Et tout ça sans James Spader

Je dois l’avouer, Blacklist m’a réconcilié avec la série. Si Chaos Theory reste une référence qu’on ne reverra probablement pas égalée, ce nouvel épisode a au moins réussi à atteindre un semblant d’équilibre qui me convient. Bien sûr, le jeu n’est pas parfait, et on regrettera qu’Ubisoft n’ait pas pu s’empêcher de mettre des séquences d’actions dans les missions¹ mais on passe un bon moment sur le jeu. Certains reboots récents de série d’infiltration n’ont pas eu cette chance (Thief, totalement au hasard).


8/10


J’ai aimé

  • Un compromis infiltration/action correct
  • Des environnements plus ouverts
  • Un contenu conséquent
  • Grand choix d’équipements disponibles
  • La mission à Guantánamo

Je n’ai pas aimé

  • Des séquences d’action sans finesses dans les missions
  • Michael Ironside ne double plus Sam en VO
  • L’absence de sauvegarde dans les missions secondaires

¹La mission « Dépôt ferroviaire » est un exemple type : on alterne durant cette mission entre Fisher, en vue TPS et avec le gameplay classique, et Briggs, le petit nouveau en vue FPS qui ne peut ni se mettre à couvert ni utiliser les lunettes traditionnelles de la série. Et Splinter Cell en mode FPS, c’est vraiment pas top.

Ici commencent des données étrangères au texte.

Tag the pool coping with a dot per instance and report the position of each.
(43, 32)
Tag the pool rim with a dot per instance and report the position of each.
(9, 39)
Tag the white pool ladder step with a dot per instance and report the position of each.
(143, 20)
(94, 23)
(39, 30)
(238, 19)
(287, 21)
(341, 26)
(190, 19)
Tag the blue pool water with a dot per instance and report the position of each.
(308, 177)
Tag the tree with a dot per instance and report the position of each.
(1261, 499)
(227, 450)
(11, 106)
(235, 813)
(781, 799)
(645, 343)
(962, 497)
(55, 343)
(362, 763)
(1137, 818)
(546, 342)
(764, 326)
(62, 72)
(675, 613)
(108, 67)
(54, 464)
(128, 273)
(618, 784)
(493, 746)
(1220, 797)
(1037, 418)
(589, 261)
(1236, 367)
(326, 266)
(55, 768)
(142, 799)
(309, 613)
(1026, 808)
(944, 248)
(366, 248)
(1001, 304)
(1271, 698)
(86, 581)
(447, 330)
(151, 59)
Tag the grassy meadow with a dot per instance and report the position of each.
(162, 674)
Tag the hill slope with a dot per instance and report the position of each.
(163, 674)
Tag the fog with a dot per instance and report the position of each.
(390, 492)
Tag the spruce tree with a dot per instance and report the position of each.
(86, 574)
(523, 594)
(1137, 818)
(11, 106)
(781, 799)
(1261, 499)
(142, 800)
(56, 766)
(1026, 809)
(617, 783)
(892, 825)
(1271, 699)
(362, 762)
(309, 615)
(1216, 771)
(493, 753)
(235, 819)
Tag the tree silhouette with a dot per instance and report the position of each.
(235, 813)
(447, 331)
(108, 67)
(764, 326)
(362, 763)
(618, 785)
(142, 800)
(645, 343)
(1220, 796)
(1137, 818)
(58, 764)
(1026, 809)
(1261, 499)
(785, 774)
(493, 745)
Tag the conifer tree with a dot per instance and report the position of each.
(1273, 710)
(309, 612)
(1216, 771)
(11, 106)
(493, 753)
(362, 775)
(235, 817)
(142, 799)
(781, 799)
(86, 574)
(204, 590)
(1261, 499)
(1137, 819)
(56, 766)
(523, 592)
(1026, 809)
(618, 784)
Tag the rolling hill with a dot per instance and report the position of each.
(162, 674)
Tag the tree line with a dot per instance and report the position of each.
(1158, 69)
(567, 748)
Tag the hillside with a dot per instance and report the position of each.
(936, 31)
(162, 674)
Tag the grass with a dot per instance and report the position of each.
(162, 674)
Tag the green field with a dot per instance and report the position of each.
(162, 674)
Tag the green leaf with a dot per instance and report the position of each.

3 réflexions sur “Splinter Cell Blacklist, la rédemption ?

  1. Tout comme toi Chaos Theory était mon épisode favori, jusqu’à ce que je joue à Blacklist qui l’a détrôné haut la main. J’ai eu un énorme coup de cœur pour cet opus qui parvient brillamment à s’adapter à tous les styles de jeu et qui se révèle très peu contraignant à ce sujet puisqu’il s’adapte, contrairement aux précédents opus. J’ai adoré le fait que le jeu soit plus fluide, qu’il nous laisse la jouer infiltration si on le souhaite mais que si jamais on a le malheur de se rater, il ne nous force pas à recommencer la séquence et s’adapte en conséquence. Ça apporte une touche de réalisme et puis ça permet de varier ses styles de jeu selon ses humeurs, même si pour ma part j’ai davantage tendance à miser sur l’infiltration que sur le bourrin. Mais je dois avouer que parfois foncer dans le tas ça fait du bien. J’espère retrouver le même équilibre dans le prochain opus, en espérant qu’il soit annoncé au cours de l’année 2018 parce que l’absence de Sam Fisher commence à être bien longue mine de rien !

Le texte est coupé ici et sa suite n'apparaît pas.